There are now many sites that provide bucket lists, start small, but get on with it. I have, and have taken many men on journey's of fulfilling their lists, or parts of them, and ALL have been enriched and their final days made better because they LIVED within the scope of the enemy within. Buy that bike and go for a ride or many. Take that trip to Machu Puchu, go see carnival in Rio, take that boat cruise down the mighty Miss, but get out of the house, anyway that you can and do something positive with your remaining day. That gents, in my view, is the best plan and way to fight our common enemy. He might get us in the end, but we will smile and laugh along the way!!!!!

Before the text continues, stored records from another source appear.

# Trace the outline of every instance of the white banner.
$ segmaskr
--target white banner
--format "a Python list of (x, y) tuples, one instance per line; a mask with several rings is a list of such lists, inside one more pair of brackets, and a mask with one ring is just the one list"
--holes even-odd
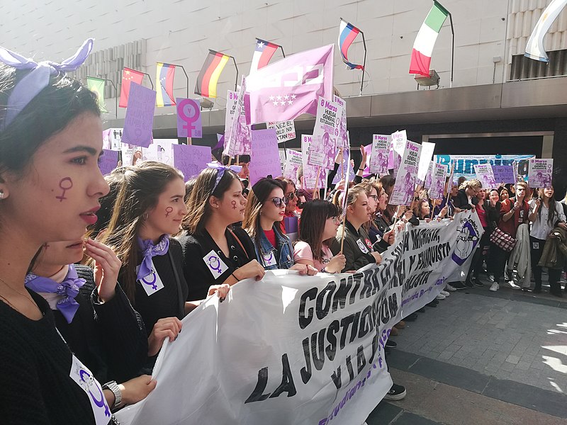
[[(354, 274), (269, 271), (213, 296), (166, 341), (156, 389), (116, 414), (125, 425), (360, 425), (390, 389), (391, 327), (468, 267), (476, 212), (408, 225), (382, 263)], [(335, 421), (331, 422), (332, 419)]]

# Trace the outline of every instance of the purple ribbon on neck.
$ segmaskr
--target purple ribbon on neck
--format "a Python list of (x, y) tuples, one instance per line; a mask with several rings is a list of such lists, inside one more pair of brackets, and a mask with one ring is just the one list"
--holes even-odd
[(137, 277), (138, 279), (143, 279), (154, 271), (152, 268), (152, 257), (167, 254), (167, 250), (169, 249), (169, 235), (162, 235), (159, 242), (156, 244), (154, 244), (152, 239), (144, 241), (141, 238), (137, 238), (137, 242), (144, 259), (142, 260), (142, 264), (140, 265)]
[(217, 188), (218, 182), (220, 181), (223, 176), (225, 175), (225, 171), (230, 170), (231, 171), (234, 171), (237, 174), (242, 169), (242, 167), (240, 165), (231, 165), (230, 166), (227, 166), (225, 165), (223, 165), (220, 162), (209, 162), (207, 164), (207, 167), (214, 169), (217, 171), (217, 179), (215, 181), (215, 186), (213, 186), (211, 193), (215, 191), (215, 189)]
[(79, 289), (85, 283), (85, 280), (79, 278), (72, 264), (69, 265), (65, 278), (61, 283), (52, 279), (28, 274), (26, 276), (26, 286), (36, 293), (57, 294), (63, 297), (57, 301), (57, 309), (61, 312), (67, 323), (73, 321), (73, 317), (79, 309), (79, 303), (75, 298), (79, 295)]
[(86, 40), (77, 53), (60, 64), (49, 60), (36, 62), (0, 47), (0, 62), (16, 69), (30, 69), (16, 85), (8, 98), (7, 110), (2, 130), (8, 127), (28, 103), (49, 85), (52, 75), (75, 71), (82, 65), (93, 49), (94, 42), (93, 38)]

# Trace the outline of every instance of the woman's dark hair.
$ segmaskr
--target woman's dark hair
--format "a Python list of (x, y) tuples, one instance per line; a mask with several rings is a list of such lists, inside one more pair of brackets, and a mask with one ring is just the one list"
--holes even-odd
[[(268, 197), (271, 191), (277, 188), (281, 189), (285, 193), (286, 185), (279, 180), (264, 177), (256, 182), (248, 194), (246, 209), (244, 212), (242, 229), (248, 232), (257, 246), (260, 246), (260, 234), (262, 233), (260, 210), (264, 203), (268, 200)], [(274, 231), (281, 233), (279, 227), (279, 226), (274, 226)]]
[[(390, 199), (392, 196), (392, 191), (394, 190), (394, 186), (395, 185), (395, 177), (390, 174), (386, 174), (380, 178), (380, 183), (382, 183), (382, 188), (388, 194), (388, 198)], [(392, 219), (393, 218), (394, 214), (395, 214), (396, 207), (397, 205), (393, 205), (388, 203), (386, 210), (382, 211), (383, 216), (390, 222), (392, 222)]]
[(10, 94), (28, 73), (0, 63), (0, 173), (22, 173), (35, 151), (79, 115), (101, 115), (94, 93), (77, 81), (55, 75), (4, 128)]
[(108, 195), (99, 200), (101, 204), (101, 209), (96, 212), (96, 216), (99, 220), (93, 225), (92, 237), (96, 237), (101, 230), (106, 229), (108, 226), (112, 217), (112, 212), (114, 210), (114, 204), (118, 197), (118, 192), (120, 192), (122, 183), (124, 182), (124, 173), (130, 168), (131, 167), (119, 166), (112, 170), (110, 174), (104, 176), (104, 180), (108, 183), (110, 191)]
[[(551, 188), (553, 188), (553, 186), (551, 186)], [(554, 189), (554, 190), (555, 189)], [(544, 196), (545, 196), (545, 188), (539, 188), (537, 190), (537, 194), (539, 196), (539, 198), (543, 199)], [(541, 202), (543, 203), (543, 201)], [(555, 225), (555, 222), (557, 221), (555, 220), (556, 215), (558, 215), (556, 208), (557, 205), (555, 203), (555, 193), (551, 195), (551, 197), (549, 198), (548, 203), (549, 206), (548, 207), (549, 210), (547, 211), (547, 224), (549, 225), (550, 226), (553, 226), (554, 225)], [(537, 219), (539, 220), (541, 220), (541, 206), (537, 209)]]
[(323, 257), (322, 245), (328, 242), (322, 240), (327, 219), (339, 215), (339, 208), (328, 200), (315, 199), (305, 203), (299, 220), (298, 239), (306, 242), (313, 253), (313, 258), (319, 261)]
[(155, 208), (166, 186), (176, 178), (183, 180), (178, 170), (154, 161), (140, 162), (124, 173), (112, 218), (101, 242), (112, 248), (122, 261), (125, 271), (120, 285), (133, 304), (140, 256), (137, 237), (144, 215)]
[(186, 204), (189, 200), (189, 198), (191, 198), (191, 193), (193, 191), (193, 188), (195, 187), (195, 183), (196, 181), (197, 178), (193, 177), (193, 178), (189, 178), (185, 182), (185, 196), (183, 198), (183, 202), (184, 202)]
[(219, 172), (216, 169), (206, 168), (201, 171), (195, 180), (189, 198), (186, 203), (189, 213), (181, 222), (181, 228), (189, 234), (201, 233), (205, 230), (205, 225), (210, 217), (210, 205), (208, 203), (210, 197), (223, 199), (232, 181), (240, 180), (234, 171), (225, 170), (215, 188)]

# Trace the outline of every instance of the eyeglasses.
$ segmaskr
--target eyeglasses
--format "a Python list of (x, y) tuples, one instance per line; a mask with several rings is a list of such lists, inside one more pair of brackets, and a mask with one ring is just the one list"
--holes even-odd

Although there is no cure now, we can always hold out hope that there will be someday. I am not delusional enough to believe I can find the Rosetta Stone of prostate cancer and decipher the solution. However, I do believe that there are certain protocols, modalities, and and therapies (allopathic and naturopathic) that must work better than others and hopefully extend life years and not months. We would all like to be cured. In the meantime, I am looking for the best solution for me that will provide durable remission as long as possible.
When I was in the middle of my 39 sessions of radiation a fellow patient approached me and commented "you're the happiest guy I ever met who's got cancer". I said to him "fxxk off".... (just kidding)... I told him this disease is not gonna prevent me from being me.
So I asked him what does a band of pygmies have in common with a girls track team? He didn't know so I provided him with the answer. "A band of pygmies is a bunch of cunning runts".
I use Dr Scholz at that same office. They are awesome and on top of all the latest. The chaarted study showed zytega and lupron together as an earlier treatment increased longevity by 40% and lupron with chemo increased life expectancy by 20%. These guys had me do all three for my ogliometastisis figuring if A + B is better than A or B alone and B + C is better than B or C alone then A + B + C might be even better. No studies yet and ucla told me they wouldn't allow it without a study. But they admitted it was logical and they'd like a study with all 3. Anyway I'm the study. Wish me luck.
The aggregate/cumulative function sounds reasonable. The corollary question is whether there is any downside to doing this. Perhaps going through the playbook too quickly and running out of options? I don't know, but think I might make the same choice given the benefit/risk analysis to the extent I can understand it.